O gin tónico de lata faz um barulho efervescente quando o aproximo da boca para dar um gole. Amargo e frio, o sabor das minhas primeiras férias com o Tom, naquela aldeia de pescadores na costa Basca, em 2005. De manhã nadávamos 800 metros até à pequena ilha no meio da baía, onde fazíamos amor nas praias desertas mais escondidas; de tarde sentávamo-nos na esplanada a beber gins tónicos gelados muito fortes, enquanto víamos os bandos de futebolistas de praia a disputarem jogos caóticos de 25 para 25 na areia molhada da maré baixa. Tomo outro gole, e mais outro; a lata já está meio vazia, mas é indiferente, tenho outras três no saco de plástico aos meus pés. É sexta-feira, por isso não tenho de me sentir culpada por estar a beber no comboio. Graças a Deus é sexta-feira. É quando a coisa se torna divertida.

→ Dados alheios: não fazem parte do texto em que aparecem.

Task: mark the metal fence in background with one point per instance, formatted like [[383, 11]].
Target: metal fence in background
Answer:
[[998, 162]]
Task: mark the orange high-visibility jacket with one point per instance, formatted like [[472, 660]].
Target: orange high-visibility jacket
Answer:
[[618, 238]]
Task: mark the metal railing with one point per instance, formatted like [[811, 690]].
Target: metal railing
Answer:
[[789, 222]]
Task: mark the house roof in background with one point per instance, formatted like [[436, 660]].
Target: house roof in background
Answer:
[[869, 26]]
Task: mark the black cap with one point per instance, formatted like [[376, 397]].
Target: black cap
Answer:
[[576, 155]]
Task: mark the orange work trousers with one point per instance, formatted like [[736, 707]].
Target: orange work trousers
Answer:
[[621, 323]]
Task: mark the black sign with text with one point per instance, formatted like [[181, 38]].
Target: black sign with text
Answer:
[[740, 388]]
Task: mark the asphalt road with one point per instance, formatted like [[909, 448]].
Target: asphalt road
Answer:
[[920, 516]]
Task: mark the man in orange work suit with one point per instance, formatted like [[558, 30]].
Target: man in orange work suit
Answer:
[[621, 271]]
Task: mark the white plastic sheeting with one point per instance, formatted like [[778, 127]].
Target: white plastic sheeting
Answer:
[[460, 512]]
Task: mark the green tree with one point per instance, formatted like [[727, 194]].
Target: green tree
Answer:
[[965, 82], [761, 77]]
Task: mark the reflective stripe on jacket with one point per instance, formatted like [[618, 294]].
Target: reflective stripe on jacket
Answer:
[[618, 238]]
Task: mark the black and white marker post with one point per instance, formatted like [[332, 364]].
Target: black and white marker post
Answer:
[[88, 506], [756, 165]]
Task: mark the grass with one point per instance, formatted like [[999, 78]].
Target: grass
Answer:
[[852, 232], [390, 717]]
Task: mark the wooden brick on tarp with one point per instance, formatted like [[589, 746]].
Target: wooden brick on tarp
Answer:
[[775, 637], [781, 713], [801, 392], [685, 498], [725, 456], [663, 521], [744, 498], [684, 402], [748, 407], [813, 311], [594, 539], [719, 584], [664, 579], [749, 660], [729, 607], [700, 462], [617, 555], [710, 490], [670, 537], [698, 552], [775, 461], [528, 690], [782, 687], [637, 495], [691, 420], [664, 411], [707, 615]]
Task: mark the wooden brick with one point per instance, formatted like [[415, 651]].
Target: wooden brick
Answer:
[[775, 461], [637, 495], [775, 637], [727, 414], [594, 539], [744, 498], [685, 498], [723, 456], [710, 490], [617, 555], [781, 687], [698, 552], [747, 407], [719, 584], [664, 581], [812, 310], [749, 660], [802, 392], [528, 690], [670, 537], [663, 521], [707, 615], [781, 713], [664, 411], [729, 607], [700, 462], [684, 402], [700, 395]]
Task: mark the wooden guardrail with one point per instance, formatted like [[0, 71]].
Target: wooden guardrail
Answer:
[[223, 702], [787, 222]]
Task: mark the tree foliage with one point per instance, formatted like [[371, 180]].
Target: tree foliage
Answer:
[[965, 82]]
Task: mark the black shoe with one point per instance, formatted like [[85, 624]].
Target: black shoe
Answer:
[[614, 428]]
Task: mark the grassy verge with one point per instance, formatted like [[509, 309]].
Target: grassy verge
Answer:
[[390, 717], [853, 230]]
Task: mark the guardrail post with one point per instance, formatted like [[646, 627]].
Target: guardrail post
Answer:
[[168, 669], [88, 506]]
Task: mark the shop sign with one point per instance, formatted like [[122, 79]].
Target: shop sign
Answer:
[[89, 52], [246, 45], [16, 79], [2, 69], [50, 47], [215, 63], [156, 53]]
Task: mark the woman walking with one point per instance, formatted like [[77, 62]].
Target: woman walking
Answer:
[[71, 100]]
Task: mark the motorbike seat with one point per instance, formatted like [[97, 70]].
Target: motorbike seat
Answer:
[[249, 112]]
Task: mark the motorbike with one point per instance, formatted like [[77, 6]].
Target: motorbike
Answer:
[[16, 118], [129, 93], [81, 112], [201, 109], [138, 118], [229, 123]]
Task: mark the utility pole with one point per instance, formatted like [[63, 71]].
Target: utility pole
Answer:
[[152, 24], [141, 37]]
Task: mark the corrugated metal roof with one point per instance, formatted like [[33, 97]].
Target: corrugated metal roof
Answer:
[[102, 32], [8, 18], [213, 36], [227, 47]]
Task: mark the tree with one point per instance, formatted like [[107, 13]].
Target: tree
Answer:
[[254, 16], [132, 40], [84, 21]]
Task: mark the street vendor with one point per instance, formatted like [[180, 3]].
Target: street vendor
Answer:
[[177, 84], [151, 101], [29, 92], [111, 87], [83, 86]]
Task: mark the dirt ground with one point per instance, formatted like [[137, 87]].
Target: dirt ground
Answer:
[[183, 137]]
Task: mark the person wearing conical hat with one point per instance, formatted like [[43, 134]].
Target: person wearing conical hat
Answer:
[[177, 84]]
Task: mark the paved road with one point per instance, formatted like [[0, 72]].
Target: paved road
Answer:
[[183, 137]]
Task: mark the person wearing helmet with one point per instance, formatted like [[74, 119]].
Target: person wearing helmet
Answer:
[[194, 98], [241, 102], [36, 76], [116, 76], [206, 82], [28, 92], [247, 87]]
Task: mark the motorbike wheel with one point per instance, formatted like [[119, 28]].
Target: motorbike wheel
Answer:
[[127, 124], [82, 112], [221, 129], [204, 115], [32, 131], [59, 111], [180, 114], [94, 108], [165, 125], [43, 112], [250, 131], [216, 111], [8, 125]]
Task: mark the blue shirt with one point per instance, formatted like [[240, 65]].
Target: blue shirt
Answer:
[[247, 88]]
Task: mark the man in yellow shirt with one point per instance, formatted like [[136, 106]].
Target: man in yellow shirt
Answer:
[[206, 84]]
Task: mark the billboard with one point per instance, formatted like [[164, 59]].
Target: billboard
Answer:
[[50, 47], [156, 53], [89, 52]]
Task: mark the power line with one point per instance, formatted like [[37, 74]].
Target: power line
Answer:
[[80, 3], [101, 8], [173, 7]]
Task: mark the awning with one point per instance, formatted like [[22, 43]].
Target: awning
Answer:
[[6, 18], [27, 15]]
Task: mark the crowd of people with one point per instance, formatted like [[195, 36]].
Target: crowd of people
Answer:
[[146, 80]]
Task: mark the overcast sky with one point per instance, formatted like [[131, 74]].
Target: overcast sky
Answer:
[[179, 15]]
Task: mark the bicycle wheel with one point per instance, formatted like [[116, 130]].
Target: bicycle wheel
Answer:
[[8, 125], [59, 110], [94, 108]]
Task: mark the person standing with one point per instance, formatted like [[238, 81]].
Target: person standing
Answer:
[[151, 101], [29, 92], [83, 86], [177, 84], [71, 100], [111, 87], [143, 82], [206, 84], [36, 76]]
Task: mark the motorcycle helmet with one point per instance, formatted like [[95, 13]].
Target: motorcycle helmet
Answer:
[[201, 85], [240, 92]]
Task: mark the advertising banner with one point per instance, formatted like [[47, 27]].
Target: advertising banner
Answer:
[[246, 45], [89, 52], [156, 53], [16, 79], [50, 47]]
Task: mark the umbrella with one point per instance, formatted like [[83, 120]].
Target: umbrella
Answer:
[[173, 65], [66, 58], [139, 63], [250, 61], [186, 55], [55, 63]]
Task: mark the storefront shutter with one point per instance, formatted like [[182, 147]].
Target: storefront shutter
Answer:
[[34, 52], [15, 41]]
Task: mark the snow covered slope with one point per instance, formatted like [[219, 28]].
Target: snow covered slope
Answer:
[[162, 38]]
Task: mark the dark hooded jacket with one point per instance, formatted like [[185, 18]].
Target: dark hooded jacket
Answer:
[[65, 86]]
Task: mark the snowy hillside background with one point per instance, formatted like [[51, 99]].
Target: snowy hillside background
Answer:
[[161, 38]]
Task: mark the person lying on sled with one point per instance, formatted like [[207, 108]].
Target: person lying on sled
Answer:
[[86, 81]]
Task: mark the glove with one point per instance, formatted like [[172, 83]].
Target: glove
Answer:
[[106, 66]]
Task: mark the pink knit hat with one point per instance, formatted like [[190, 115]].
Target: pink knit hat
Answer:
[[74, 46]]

Vai ser um belo fim de semana, é o que dizem. Um sol magnífico, o céu azul. Nos bons velhos tempos, íamos de carro até Corly Wood com um cesto de piquenique e os jornais, passávamos a tarde deitados num cobertor a aproveitar os raios de sol que atravessavam por entre as folhas das árvores, bebíamos vinho. Ou podíamos fazer um churrasco no quintal com os amigos, ou ir até ao The Rose e sentar-nos na esplanada a beber cerveja, com as caras rosadas do sol e do álcool, ao fim da tarde, antes de irmos para casa já tontos, de braço dado, para adormecermos os dois no sofá». In Paula Hawkins, A Rapariga no Comboio, 2015, tradução de José Leiria, Topseller, 20/20 Editora, 2015, ISBN 978-989-880-054-1.